Back in July, in my article “Members Under Attack,” I provided numerous instances of global circumstances outlining how our membership is facing adversity like never before. As I write this month’s article, PPOA is engaged in one of, if not the most, controversial and polarizing topics in my career: the County’s COVID-19 vaccination mandate.
Let’s be perfectly clear. PPOA, as an organization, highly recommends protecting yourselves and colleagues in the workplace by utilizing available personal protective options such as hand sanitizers, masks, as well as the COVID-19 vaccine if you so desire and if it is permissible within your personal beliefs. The safety of our members and their families is of paramount importance.
That being said, the COVID-19 executive order mandating all County employees to be vaccinated by October 1 is a herculean task, resource intensive and threatening to the livelihood of County employees. What happened to labor relations with our employer partners, the Board of Supervisors? When/how did good governing surrender itself to placating to political perception? What happened to Los Angeles County being a “labor county”? Why have they stopped listening to reason?
To date, as of September 23, the County has only met with the Coalition of County Unions (CCU) — which negotiates on behalf of 14 unions (30,000-plus employees) including PPOA, ALADS, Fire, Probation and others — three times. If this “mandate” is so important, where is the participation? Why are they engaging in bad faith actions, communicating with our members information that has not yet been agreed upon?
The County’s proposals include verbiage such as “mandatory,” “corrective action” and “termination.” Whereas in comparison, the CCU proposals have included language such as “goals,” “education” and “testing.” What is the intent of the Board of Supervisors? Do they not understand that if the goal is improved compliance with the COVID-19 vaccination, it would be obtained much faster and in higher numbers utilizing incentives rather than unemployment?
CCU negotiators continue to battle for a comprehensive, incentive-based, data-driven solution with a reasonable timeline. These discussions are founded on reality-based arguments such as:
- What magically happens on October 1?
- Are the number of COVID-19 cases, based on Department of Public Health numbers, not dropping dramatically?
- Has the County calculated the number of interactive process meetings (IPMs) required for the anticipated medical and religious exemptions?
- Who will complete these meetings?
- Have they been properly trained on the nuances required of IPMs so as to not violate ADA and HIPAA laws?

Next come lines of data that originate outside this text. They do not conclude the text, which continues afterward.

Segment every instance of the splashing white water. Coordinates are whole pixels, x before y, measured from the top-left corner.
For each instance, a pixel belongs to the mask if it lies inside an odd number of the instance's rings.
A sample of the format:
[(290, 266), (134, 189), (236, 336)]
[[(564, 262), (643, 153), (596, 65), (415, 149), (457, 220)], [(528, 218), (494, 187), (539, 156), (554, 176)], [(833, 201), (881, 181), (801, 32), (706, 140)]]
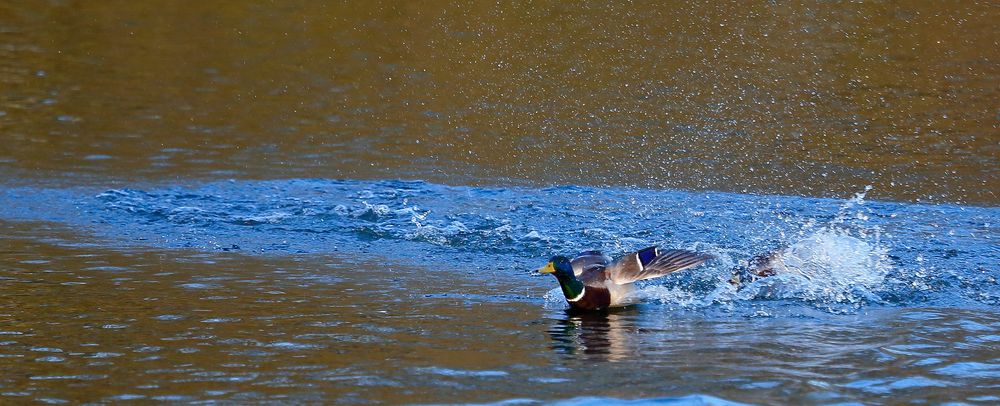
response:
[[(877, 239), (867, 238), (844, 229), (823, 228), (779, 250), (772, 262), (774, 276), (733, 285), (729, 279), (734, 261), (728, 255), (720, 255), (711, 269), (684, 271), (713, 274), (715, 288), (710, 292), (696, 294), (686, 284), (666, 287), (654, 282), (636, 290), (635, 295), (642, 301), (686, 309), (739, 307), (740, 302), (746, 301), (795, 300), (826, 311), (850, 311), (864, 303), (880, 301), (877, 292), (892, 269), (887, 248)], [(561, 297), (558, 290), (549, 293)]]
[[(788, 299), (800, 300), (829, 311), (858, 308), (866, 302), (878, 302), (878, 292), (884, 288), (886, 277), (892, 270), (888, 247), (881, 241), (878, 228), (853, 226), (848, 220), (864, 223), (867, 214), (854, 209), (865, 204), (865, 195), (871, 186), (840, 207), (827, 225), (816, 227), (815, 222), (802, 225), (801, 233), (793, 242), (772, 255), (770, 268), (775, 275), (761, 278), (742, 286), (729, 283), (731, 269), (745, 263), (745, 252), (715, 250), (719, 260), (715, 272), (719, 275), (716, 288), (705, 295), (692, 295), (685, 289), (666, 288), (660, 285), (639, 289), (636, 294), (644, 300), (698, 308), (713, 304), (732, 305), (736, 301)], [(688, 272), (706, 272), (697, 269)], [(712, 271), (707, 271), (712, 272)]]
[(801, 299), (815, 303), (877, 301), (891, 270), (887, 249), (847, 230), (824, 228), (780, 250), (776, 275), (747, 286), (739, 298)]
[[(848, 218), (850, 218), (851, 209), (854, 209), (857, 206), (864, 206), (865, 196), (867, 196), (868, 192), (870, 192), (872, 189), (873, 189), (872, 185), (868, 185), (865, 186), (865, 190), (855, 193), (854, 197), (852, 197), (850, 200), (848, 200), (847, 202), (845, 202), (843, 205), (840, 206), (840, 210), (837, 210), (837, 217), (835, 217), (833, 221), (830, 222), (830, 224), (831, 225), (843, 224)], [(854, 217), (862, 221), (868, 219), (868, 216), (862, 211), (855, 212)]]

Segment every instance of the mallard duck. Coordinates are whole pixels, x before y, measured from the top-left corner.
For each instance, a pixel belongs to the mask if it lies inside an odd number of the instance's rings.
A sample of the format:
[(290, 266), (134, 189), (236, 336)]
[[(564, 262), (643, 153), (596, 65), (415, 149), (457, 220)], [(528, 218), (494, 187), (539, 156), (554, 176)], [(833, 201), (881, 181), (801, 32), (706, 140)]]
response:
[(573, 259), (554, 256), (538, 272), (555, 275), (571, 307), (601, 310), (632, 304), (637, 281), (659, 278), (709, 259), (709, 254), (661, 251), (655, 246), (625, 254), (614, 262), (600, 251), (584, 251)]

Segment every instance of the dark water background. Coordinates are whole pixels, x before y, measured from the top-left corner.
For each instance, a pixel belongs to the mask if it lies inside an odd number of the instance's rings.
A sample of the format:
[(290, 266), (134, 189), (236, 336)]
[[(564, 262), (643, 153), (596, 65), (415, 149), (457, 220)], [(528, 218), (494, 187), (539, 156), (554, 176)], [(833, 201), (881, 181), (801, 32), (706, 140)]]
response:
[[(0, 403), (1000, 402), (996, 21), (5, 2)], [(650, 244), (717, 258), (530, 272)]]

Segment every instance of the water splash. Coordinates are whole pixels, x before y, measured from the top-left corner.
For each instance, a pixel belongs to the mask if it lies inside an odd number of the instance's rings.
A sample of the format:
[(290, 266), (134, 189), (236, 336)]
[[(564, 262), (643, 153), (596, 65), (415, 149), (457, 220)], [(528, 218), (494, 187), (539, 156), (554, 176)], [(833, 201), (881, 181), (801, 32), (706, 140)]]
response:
[[(792, 239), (767, 254), (775, 275), (736, 284), (734, 270), (747, 263), (746, 250), (714, 244), (694, 244), (693, 250), (713, 252), (717, 259), (701, 268), (671, 275), (665, 282), (640, 284), (635, 298), (669, 306), (696, 309), (710, 306), (738, 308), (743, 302), (791, 300), (830, 312), (851, 312), (867, 303), (885, 303), (879, 294), (887, 289), (893, 271), (889, 247), (881, 240), (881, 229), (867, 223), (863, 211), (868, 186), (843, 202), (828, 222), (800, 222), (797, 232), (783, 233)], [(670, 280), (672, 278), (673, 280)], [(546, 305), (565, 305), (559, 289), (549, 291)], [(745, 306), (744, 306), (745, 307)]]
[[(865, 204), (865, 196), (867, 196), (868, 192), (870, 192), (873, 188), (874, 187), (872, 185), (867, 185), (865, 186), (865, 190), (855, 193), (854, 197), (844, 202), (844, 204), (840, 206), (840, 209), (837, 210), (837, 216), (830, 222), (830, 225), (836, 226), (847, 221), (850, 217), (851, 210), (855, 207), (863, 206)], [(854, 212), (854, 216), (858, 220), (868, 220), (868, 216), (865, 215), (863, 211)]]
[(839, 228), (824, 228), (780, 250), (772, 262), (776, 275), (750, 283), (742, 299), (797, 299), (819, 306), (882, 302), (892, 270), (887, 249)]

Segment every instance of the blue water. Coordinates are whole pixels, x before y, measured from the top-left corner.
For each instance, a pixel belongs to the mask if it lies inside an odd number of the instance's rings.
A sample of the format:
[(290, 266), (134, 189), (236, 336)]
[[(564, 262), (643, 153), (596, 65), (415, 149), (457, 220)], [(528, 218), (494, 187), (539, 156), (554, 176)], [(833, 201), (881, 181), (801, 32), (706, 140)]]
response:
[[(532, 285), (550, 282), (531, 271), (554, 254), (600, 249), (616, 256), (654, 244), (715, 254), (706, 267), (654, 282), (692, 296), (719, 293), (730, 269), (753, 255), (804, 243), (806, 255), (826, 268), (811, 270), (807, 283), (832, 291), (799, 286), (775, 293), (770, 286), (715, 297), (716, 304), (781, 299), (834, 311), (1000, 305), (1000, 209), (865, 201), (864, 190), (836, 200), (316, 179), (15, 187), (0, 192), (0, 219), (63, 224), (121, 246), (262, 256), (375, 253)], [(852, 286), (859, 282), (864, 286)]]
[[(0, 399), (995, 403), (1000, 209), (865, 193), (5, 187)], [(716, 258), (608, 314), (533, 272), (653, 244)]]

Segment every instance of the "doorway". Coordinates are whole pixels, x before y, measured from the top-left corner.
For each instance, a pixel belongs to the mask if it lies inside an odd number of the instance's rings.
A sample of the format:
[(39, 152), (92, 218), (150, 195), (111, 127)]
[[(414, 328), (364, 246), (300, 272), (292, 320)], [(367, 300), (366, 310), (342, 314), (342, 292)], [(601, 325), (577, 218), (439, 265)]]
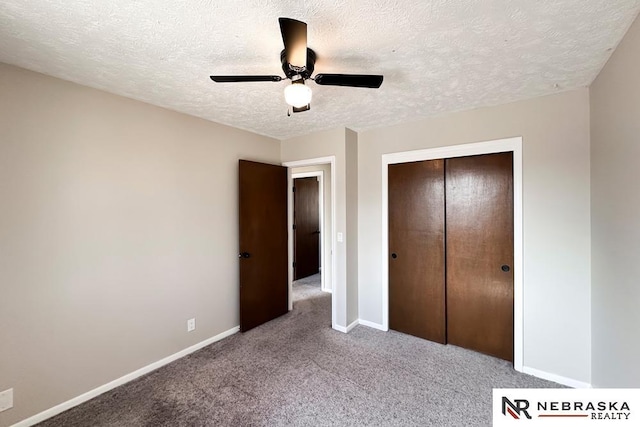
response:
[[(294, 225), (294, 179), (297, 178), (317, 178), (319, 184), (319, 216), (320, 216), (320, 271), (321, 289), (327, 293), (333, 293), (336, 283), (336, 236), (333, 232), (333, 225), (336, 217), (336, 180), (335, 156), (297, 160), (283, 163), (289, 169), (289, 230), (293, 230)], [(314, 230), (315, 231), (315, 230)], [(295, 277), (293, 262), (294, 233), (289, 233), (289, 310), (293, 309), (292, 286)], [(331, 324), (336, 327), (336, 299), (331, 298)]]
[(513, 153), (513, 351), (514, 368), (523, 369), (523, 239), (522, 239), (522, 137), (384, 154), (382, 156), (382, 326), (389, 329), (389, 177), (391, 164), (493, 154)]

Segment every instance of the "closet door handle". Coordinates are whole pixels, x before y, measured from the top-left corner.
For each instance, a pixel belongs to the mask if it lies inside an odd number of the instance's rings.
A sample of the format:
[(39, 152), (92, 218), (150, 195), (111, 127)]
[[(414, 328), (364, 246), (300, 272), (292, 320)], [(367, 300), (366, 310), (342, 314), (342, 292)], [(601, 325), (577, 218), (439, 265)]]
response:
[(505, 273), (508, 273), (509, 270), (511, 270), (511, 267), (509, 267), (507, 264), (503, 265), (502, 267), (500, 267), (500, 269), (502, 271), (504, 271)]
[(397, 253), (395, 253), (395, 252), (394, 252), (394, 253), (392, 253), (392, 254), (391, 254), (391, 258), (393, 258), (393, 259), (398, 258), (398, 254), (397, 254)]

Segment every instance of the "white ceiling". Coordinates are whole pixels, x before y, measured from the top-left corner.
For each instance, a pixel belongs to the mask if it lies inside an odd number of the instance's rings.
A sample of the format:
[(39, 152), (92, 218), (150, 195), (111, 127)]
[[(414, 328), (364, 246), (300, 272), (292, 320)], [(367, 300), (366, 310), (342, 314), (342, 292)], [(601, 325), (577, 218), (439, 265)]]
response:
[[(278, 139), (356, 131), (588, 86), (640, 0), (2, 0), (0, 61)], [(278, 17), (308, 24), (317, 86), (287, 117)]]

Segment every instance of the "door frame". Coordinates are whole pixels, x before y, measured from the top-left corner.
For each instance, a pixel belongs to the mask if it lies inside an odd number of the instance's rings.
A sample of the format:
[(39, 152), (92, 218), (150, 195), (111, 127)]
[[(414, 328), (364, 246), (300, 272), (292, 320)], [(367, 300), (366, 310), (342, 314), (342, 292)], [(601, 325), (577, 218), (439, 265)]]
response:
[(513, 366), (515, 370), (522, 372), (524, 359), (524, 239), (521, 136), (382, 155), (382, 327), (385, 331), (389, 330), (389, 165), (503, 152), (513, 153)]
[[(332, 296), (331, 296), (331, 327), (333, 329), (337, 328), (337, 316), (338, 316), (338, 307), (337, 300), (334, 297), (334, 291), (338, 291), (338, 286), (344, 286), (342, 284), (338, 284), (337, 275), (336, 275), (336, 233), (335, 233), (335, 223), (336, 223), (336, 156), (327, 156), (327, 157), (316, 157), (312, 159), (305, 160), (295, 160), (291, 162), (283, 162), (282, 166), (286, 166), (288, 168), (288, 183), (289, 183), (289, 191), (288, 194), (288, 217), (289, 217), (289, 230), (293, 228), (293, 192), (290, 189), (293, 187), (293, 178), (291, 174), (291, 168), (297, 168), (302, 166), (318, 166), (329, 164), (331, 170), (331, 224), (332, 224), (332, 232), (331, 232), (331, 278), (330, 283), (327, 286), (331, 287)], [(327, 278), (329, 279), (329, 278)], [(293, 233), (289, 233), (289, 311), (293, 310)], [(342, 293), (346, 292), (346, 289), (340, 289)], [(346, 313), (345, 317), (346, 317)], [(339, 329), (337, 329), (339, 330)]]
[[(322, 273), (322, 269), (324, 267), (324, 171), (314, 171), (314, 172), (298, 172), (292, 173), (291, 179), (295, 180), (296, 178), (318, 178), (318, 209), (320, 210), (318, 218), (320, 223), (320, 273)], [(291, 185), (293, 186), (293, 184)], [(326, 274), (320, 274), (321, 287), (323, 292), (331, 292), (331, 289), (327, 289), (327, 280), (325, 278)]]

- Has the civil liability of those (not/poorly trained) supervisors violating these laws during IPMs been accounted for?
- Does the County even know how many within its workforce of approximately 100,000 employees are vaccinated?
- Is the County ready for 5,000, 15,000 or 25,000 employees to be unavailable to report to work?
- Could the County function with these types of numbers not available to work?
- What is the financial burden to the County to not have these people come to work and have to subsidize with overtime?
- What is the financial drain to the County to process the large numbers of suspensions and subsequent termination of employees?
- What is the long-term economic impact of a potential loss in knowledge, training and experience of this magnitude?
WHAT HAPPENED TO LABOR RELATIONS IN LOS ANGELES COUNTY?
In years past, these questions would all have been presented early on during collaborative discussions between labor partners. Now, these questions remain unanswered in impact bargaining sessions after the fact. How can the County expect this to work in such an accelerated timeline?
The PPOA Board of Directors is an unyielding advocate during these negotiations, fighting for all of our members regardless of personal beliefs or positions on this issue, as due process was bypassed, and your rights to employment are being challenged.
The PPOA Board of Directors is following a legal, political and collaborative strategy with our labor partners, ALADS and the other members of the CCU. We have thoroughly researched legal options and opinions from the top legal defense attorneys utilized by our coalition partners (FOP, California Coalition of Law Enforcement Associations, Southern California Alliance of Law Enforcement and Peace Officers Research Association of California) and monitor numerous lawsuits nationwide for any nuggets of knowledge that may adjust our strategy.
Speaking of strategy and lawsuits, PPOA, as well as many other unions, has become aware of various law firms operating statewide to step into the legal fracas on this issue. All I can say is, buyer beware! As described above, PPOA is utilizing every legal resource possible in our strategies. The current legal atmosphere does not bode well in challenging COVID-19-related mandates. Groups asking individuals for “donations” or “upfront fees” to fund temporary restraining orders or other legal action may not have your best interest.
PPOA continues to make ourselves available for collaborative discussions with the Board of Supervisors. We welcome the opportunity to provide reasonable recommendations in addressing the needs of the County during this pandemic, utilizing logic and attainable timelines. This organization is a proud member of the CCU, L.A. County Federation of Labor and national AFL-CIO, which gives us many opportunities to work collaboratively.
I’ll conclude this article with a quote I was reminded of from years back: “Work with me, people!”